Any check fails → ONE targeted re-fetch for the missing datum. Still failing →
- Diagnostic-recommendation terminal (legitimate outcome, not failure): when evidence cannot separate sibling causes and the playbook provides a discriminating diagnostic (e.g., a byte-compare snippet), present at reduced confidence with that diagnostic as the primary deliverable — never silently pick a branch.
- Otherwise, or if a §7 trigger fires → escalate.
7. Escalation triggers
Load references/escalation.md when ANY of:
- No playbook grep match — silent failure, hang, wrong results, nothing greppable.
- ≥2 co-equal matches with distinct, independent signatures (different activities/error codes, neither upstream of the other).
- Cross-domain chain deeper than one hop, or the one-hop follow contradicts the original match.
- Decision tree exhausted — every branch rejected, or a discriminator stays inconclusive after its named evidence is gathered.
- Checklist fails after the re-fetch and no diagnostic-recommendation terminal applies.
- Evidence or new user data contradicts the matched playbook's core precondition.
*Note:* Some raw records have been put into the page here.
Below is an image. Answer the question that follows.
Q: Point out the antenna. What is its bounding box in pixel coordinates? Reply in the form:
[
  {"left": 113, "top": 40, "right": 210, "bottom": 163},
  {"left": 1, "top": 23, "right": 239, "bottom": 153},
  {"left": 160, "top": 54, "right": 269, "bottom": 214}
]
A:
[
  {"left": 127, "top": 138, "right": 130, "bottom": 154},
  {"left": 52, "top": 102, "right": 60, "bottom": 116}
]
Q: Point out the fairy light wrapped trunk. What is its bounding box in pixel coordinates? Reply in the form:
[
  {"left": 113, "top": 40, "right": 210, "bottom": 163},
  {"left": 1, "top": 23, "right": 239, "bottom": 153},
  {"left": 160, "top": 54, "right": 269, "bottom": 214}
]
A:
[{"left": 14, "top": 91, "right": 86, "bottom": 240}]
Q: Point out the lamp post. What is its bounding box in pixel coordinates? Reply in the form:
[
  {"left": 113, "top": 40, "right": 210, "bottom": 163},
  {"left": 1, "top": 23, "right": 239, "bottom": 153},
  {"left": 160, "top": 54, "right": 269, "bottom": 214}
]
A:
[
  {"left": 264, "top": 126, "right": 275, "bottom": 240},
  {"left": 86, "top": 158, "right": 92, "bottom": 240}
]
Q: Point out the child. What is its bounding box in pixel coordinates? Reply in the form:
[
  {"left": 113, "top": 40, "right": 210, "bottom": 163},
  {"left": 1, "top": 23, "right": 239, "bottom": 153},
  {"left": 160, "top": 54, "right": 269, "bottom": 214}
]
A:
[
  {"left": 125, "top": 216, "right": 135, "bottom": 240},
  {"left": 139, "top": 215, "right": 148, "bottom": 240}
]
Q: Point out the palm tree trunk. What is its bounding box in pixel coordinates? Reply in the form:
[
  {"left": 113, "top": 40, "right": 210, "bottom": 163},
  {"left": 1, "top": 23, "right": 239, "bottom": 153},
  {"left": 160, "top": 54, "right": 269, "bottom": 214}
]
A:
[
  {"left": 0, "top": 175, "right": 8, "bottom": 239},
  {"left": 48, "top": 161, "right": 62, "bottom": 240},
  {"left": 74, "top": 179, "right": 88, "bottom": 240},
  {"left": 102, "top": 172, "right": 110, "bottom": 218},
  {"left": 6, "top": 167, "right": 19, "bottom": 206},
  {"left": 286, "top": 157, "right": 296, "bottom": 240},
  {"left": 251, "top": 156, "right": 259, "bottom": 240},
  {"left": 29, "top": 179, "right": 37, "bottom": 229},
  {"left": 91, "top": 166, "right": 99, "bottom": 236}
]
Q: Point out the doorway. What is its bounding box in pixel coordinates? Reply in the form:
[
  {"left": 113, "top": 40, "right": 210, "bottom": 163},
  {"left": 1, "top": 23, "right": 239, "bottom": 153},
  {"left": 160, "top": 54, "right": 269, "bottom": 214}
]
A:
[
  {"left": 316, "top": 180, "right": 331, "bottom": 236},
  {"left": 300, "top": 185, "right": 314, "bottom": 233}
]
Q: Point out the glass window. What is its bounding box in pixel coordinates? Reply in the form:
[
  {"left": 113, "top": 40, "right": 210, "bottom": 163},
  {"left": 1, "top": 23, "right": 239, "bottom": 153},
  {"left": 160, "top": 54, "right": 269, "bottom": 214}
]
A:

Escalation = 2–4 parallel read-only probe subagents (one per candidate playbook + one "origin is upstream/elsewhere") + your adjudication + a conditional fresh-eyes verifier. Protocol, prompt templates, and spawn budget: references/escalation.md. No subagent-spawning tool in this harness → same protocol, probes executed serially in this context (references/escalation.md § Serial fallback).
8. Present
Load references/presenting.md and follow it: fixes assembled for the root-cause domain and every propagation domain, every step source-cited, entity display names from raw data, the investigation summary table, and interactive resolutions (Healing Agent apply-flow) executed under the §1 approval gate.
9. New data from the user
New data mid-investigation (error messages, job IDs, logs) → re-run §2–§4 on it. If the new signals contradict the current match, that is trigger 6. Never patch new data into a concluded narrative.
10. Completion
After presenting and finishing any interactive actions: offer follow-up help and offer to delete or preserve .local/investigations/. If no root cause was found, offer via AskUserQuestion: provide more data (re-anchor) or open a UiPath support ticket with the evidence gathered.